UK battery company Britishvolt has received £100 million in government backing for its planned gigafactory in North East England.

Britishvolt also announced backing from investors Tritax and Abrdn, that should unlock a further £1.7bn in private funding in a project with a £4bn budget.

Once complete, the factory will produce batteries for over 300,000 electric vehicles each year, significantly “supporting the UK automotive industry’s transition to a zero emissions future” while creating 3,000 direct skilled jobs and another 5,000 indirect jobs in the wider supply chain.

Kwasi Kwarteng Business Secretary said, “Britishvolt’s planned gigafactory will not only enable the UK to fully capture the benefits of a booming electric vehicle market, but will bring thousands of highly-skilled, well-paid jobs to the North East.
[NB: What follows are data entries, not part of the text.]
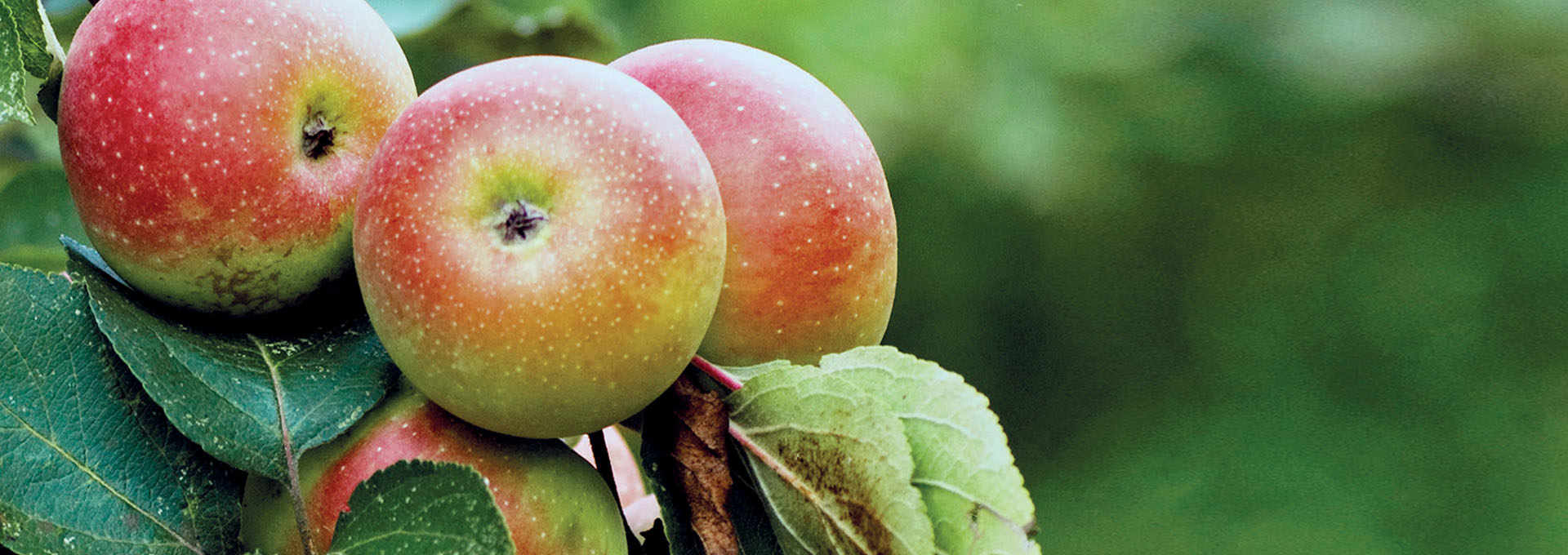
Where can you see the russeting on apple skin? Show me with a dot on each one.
(540, 245)
(813, 240)
(216, 148)
(552, 500)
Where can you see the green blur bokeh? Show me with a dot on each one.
(1237, 277)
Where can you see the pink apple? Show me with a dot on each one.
(813, 242)
(552, 500)
(216, 148)
(540, 245)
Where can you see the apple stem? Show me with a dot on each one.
(289, 460)
(601, 460)
(712, 371)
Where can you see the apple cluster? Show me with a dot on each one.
(543, 243)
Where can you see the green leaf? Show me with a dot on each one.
(27, 46)
(963, 468)
(87, 461)
(35, 211)
(216, 384)
(422, 507)
(833, 463)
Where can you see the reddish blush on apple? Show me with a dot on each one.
(813, 242)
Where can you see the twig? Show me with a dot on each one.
(289, 460)
(601, 460)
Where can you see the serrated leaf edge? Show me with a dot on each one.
(795, 483)
(93, 474)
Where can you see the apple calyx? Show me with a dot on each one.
(523, 221)
(315, 137)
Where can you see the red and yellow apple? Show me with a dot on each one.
(216, 148)
(550, 499)
(813, 242)
(540, 245)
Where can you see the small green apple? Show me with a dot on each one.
(552, 500)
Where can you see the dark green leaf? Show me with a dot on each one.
(831, 461)
(216, 386)
(422, 507)
(87, 461)
(25, 47)
(963, 468)
(35, 211)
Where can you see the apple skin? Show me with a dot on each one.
(579, 322)
(182, 135)
(813, 240)
(552, 500)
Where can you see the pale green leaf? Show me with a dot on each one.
(25, 47)
(87, 461)
(422, 507)
(963, 468)
(35, 211)
(216, 383)
(831, 461)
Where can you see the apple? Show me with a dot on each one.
(540, 245)
(552, 500)
(813, 242)
(216, 148)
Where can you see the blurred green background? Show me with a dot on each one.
(1237, 277)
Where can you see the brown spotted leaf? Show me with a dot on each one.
(831, 461)
(705, 464)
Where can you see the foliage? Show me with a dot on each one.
(421, 507)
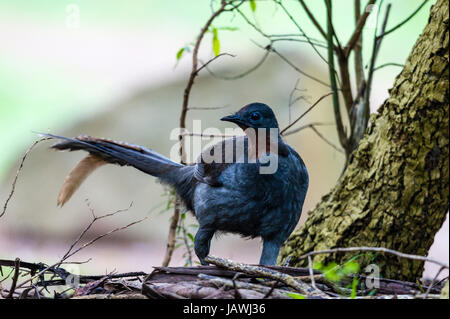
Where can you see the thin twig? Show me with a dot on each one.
(306, 112)
(404, 21)
(17, 173)
(265, 272)
(15, 278)
(377, 249)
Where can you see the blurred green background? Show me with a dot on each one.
(112, 72)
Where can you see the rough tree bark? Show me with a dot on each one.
(395, 191)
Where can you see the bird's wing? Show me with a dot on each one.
(215, 159)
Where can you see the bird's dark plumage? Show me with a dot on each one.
(226, 194)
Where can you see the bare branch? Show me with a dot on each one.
(5, 206)
(404, 21)
(306, 112)
(359, 27)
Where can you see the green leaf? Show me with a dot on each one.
(180, 53)
(216, 43)
(295, 295)
(351, 268)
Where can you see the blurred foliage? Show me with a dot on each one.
(42, 93)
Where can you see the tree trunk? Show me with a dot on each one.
(395, 191)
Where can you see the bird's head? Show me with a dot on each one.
(254, 115)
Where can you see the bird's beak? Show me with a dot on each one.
(232, 118)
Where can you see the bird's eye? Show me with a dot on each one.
(255, 116)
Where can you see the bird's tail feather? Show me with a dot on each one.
(102, 151)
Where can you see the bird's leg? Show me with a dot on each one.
(202, 242)
(270, 252)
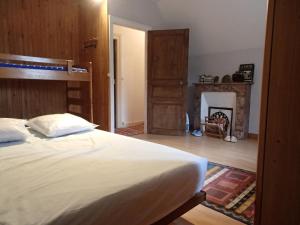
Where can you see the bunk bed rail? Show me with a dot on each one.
(78, 82)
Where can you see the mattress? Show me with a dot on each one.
(40, 67)
(94, 178)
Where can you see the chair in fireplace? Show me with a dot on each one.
(217, 123)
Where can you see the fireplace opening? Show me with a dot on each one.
(221, 100)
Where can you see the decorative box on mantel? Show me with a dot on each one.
(243, 94)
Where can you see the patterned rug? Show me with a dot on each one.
(231, 191)
(131, 131)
“In this global race between countries to secure vital battery production, this government is proud to make the investment necessary to ensure the UK retains its place as one of the best locations in the world for auto manufacturing.”

Britishvolt also confirmed it has entered into a two-year, multi-million pound agreement with the UK Battery Industrialisation Centre (UKBIC), to develop, assemble and manufacture its next generation sample cells for mass production and commercialisation.

Coventry-based UKBIC is a national battery manufacturing development facility providing battery manufacturing scale-up.

Graham Hoare, President of Global Operations, Britishvolt, says, “UKBIC is an essential ingredient in Britishvolt’s accelerated roadmap to market, providing a platform and environment that delivers high quality development cells in a time period that would be almost impossible in other territories. We are extremely pleased with the service offered by UKBIC and the promising results we’re seeing. By working with our customers early we can offer flexibility and specific attributes linked to their application requirements. This is a vital USP and signals that the age of “off the peg” battery production is no longer suitable for all.”